When Sir offered his hand like some gallant astronaut gentleman, Oliver naturally took it. He'd had better stability in his platform sparkle boots when he'd been pure Ziggy, and he wasn't wanting to risk a sprained ankle now. Repose was no place for a sprained anything, considering how Oliver walked everywhere that he needed to go, no matter the weather. It probably helped that he liked the cold. Cold was a chance for scarves and gloves and big thrift store coats that buttoned all of the way up to his neck. Under non-Ziggy circumstances, Oliver didn't know anything about fashion. He likes things that were colorful and he liked things that were cheap because he didn't get attached to the thrift store stuff when it got covered in splatters of mismatch paint, making it only more colorful. Unless it was a gray day. On gray days, Oliver didn't wear anything that wasn't monochromatic. He hadn't had one of those in awhile, but realizing that also meant realizing that winter was coming around the bend - it was his worst season for gray days.

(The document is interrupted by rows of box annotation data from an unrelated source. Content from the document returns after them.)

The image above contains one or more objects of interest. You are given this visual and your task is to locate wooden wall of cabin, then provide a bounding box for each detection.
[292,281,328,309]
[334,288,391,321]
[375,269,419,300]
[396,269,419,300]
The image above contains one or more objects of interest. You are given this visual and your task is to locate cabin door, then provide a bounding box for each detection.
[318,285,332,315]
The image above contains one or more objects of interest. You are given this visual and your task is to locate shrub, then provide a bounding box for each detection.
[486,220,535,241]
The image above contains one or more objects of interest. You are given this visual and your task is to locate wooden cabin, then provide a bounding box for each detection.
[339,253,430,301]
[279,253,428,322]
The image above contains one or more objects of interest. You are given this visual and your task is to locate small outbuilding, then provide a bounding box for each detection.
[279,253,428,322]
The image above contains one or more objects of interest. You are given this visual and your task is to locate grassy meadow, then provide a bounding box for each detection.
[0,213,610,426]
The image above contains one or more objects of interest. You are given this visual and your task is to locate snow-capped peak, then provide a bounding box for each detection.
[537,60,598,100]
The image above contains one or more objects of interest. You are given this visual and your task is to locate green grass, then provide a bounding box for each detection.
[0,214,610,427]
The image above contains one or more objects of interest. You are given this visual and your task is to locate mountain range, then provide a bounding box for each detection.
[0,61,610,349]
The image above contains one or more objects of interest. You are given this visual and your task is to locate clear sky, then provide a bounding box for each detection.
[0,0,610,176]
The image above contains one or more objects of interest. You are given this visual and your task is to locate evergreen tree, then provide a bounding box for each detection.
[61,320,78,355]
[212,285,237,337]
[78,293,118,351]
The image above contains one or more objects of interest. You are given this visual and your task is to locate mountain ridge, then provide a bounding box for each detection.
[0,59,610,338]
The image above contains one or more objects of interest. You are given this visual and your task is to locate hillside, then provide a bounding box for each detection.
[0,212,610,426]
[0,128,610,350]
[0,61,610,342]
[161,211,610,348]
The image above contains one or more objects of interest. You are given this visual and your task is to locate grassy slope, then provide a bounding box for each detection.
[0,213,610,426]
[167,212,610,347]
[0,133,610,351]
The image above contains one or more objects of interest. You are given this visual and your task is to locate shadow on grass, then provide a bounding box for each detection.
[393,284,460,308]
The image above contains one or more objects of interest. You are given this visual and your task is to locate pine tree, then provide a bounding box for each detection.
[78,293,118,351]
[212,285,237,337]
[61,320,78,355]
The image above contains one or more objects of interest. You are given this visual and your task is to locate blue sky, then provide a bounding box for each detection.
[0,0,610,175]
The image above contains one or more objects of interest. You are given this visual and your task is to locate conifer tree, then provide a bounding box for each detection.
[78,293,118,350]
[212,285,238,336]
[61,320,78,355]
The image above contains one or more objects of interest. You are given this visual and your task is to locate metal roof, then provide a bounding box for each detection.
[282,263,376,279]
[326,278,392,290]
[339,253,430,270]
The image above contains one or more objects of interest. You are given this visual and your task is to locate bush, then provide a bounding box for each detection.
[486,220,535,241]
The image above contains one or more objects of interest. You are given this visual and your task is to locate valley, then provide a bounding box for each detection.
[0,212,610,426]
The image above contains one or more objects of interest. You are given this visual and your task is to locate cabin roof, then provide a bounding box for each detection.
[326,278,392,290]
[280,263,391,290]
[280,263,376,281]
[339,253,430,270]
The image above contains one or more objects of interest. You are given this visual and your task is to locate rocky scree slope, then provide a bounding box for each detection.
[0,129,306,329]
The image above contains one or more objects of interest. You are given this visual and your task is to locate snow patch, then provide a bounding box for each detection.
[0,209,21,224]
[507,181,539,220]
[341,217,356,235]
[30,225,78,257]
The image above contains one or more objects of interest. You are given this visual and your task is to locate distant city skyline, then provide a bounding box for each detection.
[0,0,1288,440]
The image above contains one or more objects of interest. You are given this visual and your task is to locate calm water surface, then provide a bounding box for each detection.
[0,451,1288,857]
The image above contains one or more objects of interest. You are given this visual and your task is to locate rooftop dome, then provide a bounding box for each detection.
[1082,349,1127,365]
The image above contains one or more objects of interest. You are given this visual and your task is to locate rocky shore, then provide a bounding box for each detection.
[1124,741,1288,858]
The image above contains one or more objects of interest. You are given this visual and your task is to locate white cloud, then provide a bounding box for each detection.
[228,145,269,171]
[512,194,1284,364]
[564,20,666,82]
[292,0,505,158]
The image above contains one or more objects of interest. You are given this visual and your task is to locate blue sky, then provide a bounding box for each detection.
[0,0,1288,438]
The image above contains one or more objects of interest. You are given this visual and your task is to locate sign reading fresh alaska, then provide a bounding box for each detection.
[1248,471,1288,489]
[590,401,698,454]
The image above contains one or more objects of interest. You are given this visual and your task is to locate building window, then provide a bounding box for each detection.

"Yeah, okay," he said when Sir offered a closer place to crash. The comment about best behavior was ignored while Oliver knelt down to unzip his glitter boots. He had thick socks on underneath, and he decided that he'd rather walk in socks than stumble around. The boots were brought up into the criss-cross of his arms, elbows bent and possessive of boots he'd never wear again. Straightened up again, Oliver gave the astronaut a look of totally freaking nonchalant sincerity. "I mean, you can fuck me if you want." It was no big deal. Summer had taught Oliver that. He didn't know Sir, didn't even want to really, not even Sir's real name, which is why he hadn't asked yet. But the guy was offering him a place to crash it seemed like something he was supposed to offer up like a fair trade.
Beau stumbled a little at the nonchalant offer. While Sir had been all bad lines and temporarily sincere promises that ended in the very real possibility of his starship doubling as a Jackson Pollock painting (which he only knew about due to a certain movie), Beau was more gentleman and less intergalactic space hussy-slash-Captain. "That wasn't quite where I was going with that invitation," he said with squinty, frowny eyes. It could be taken in so many ways though, ways that Beau didn't mean that while his mouth was open for his foot to insert, he decided to swallow his toes and see if he could get his teeth up to his ankle. "Not that I wouldn't, I mean, you're cute, but, that wasn't a 'hey wanna come back to my place and fuck' invite. I meant it, it's late, my place isn't that far, especially since you're walking in socks -- aren't your feet going to get cold?" Somehow even bare feet seemed wiser than socks, though fuck if Beau could tell why.
"I mean, fuck, I'm going to fuck this up," he said as his chin went up and groaned heavenward. Sir was so much smoother than him, like laser etched diamonds to his rough, bumpy coal. Give him feathers, and sequins, and rhinestones of every shade of the rainbow and he could work with it. Put him with another member of the human race and he'd end up burning his fingers on the glue gun. As long as he wasn't on stage -- he took a deep breath, one of those ones that was always said to calm, but mostly it just forced his abdominal muscles to ease up on his internal organs.
It was just like being on stage. He smiled a little, a twinkle twinkle, and shook his head enough that the pink hair of his wig resettled. "I'm more of a cuddler than a fucker, really, honey." But it was only an offer, and unlike earlier, Beau didn't reach for his hand and drag him along for the walk.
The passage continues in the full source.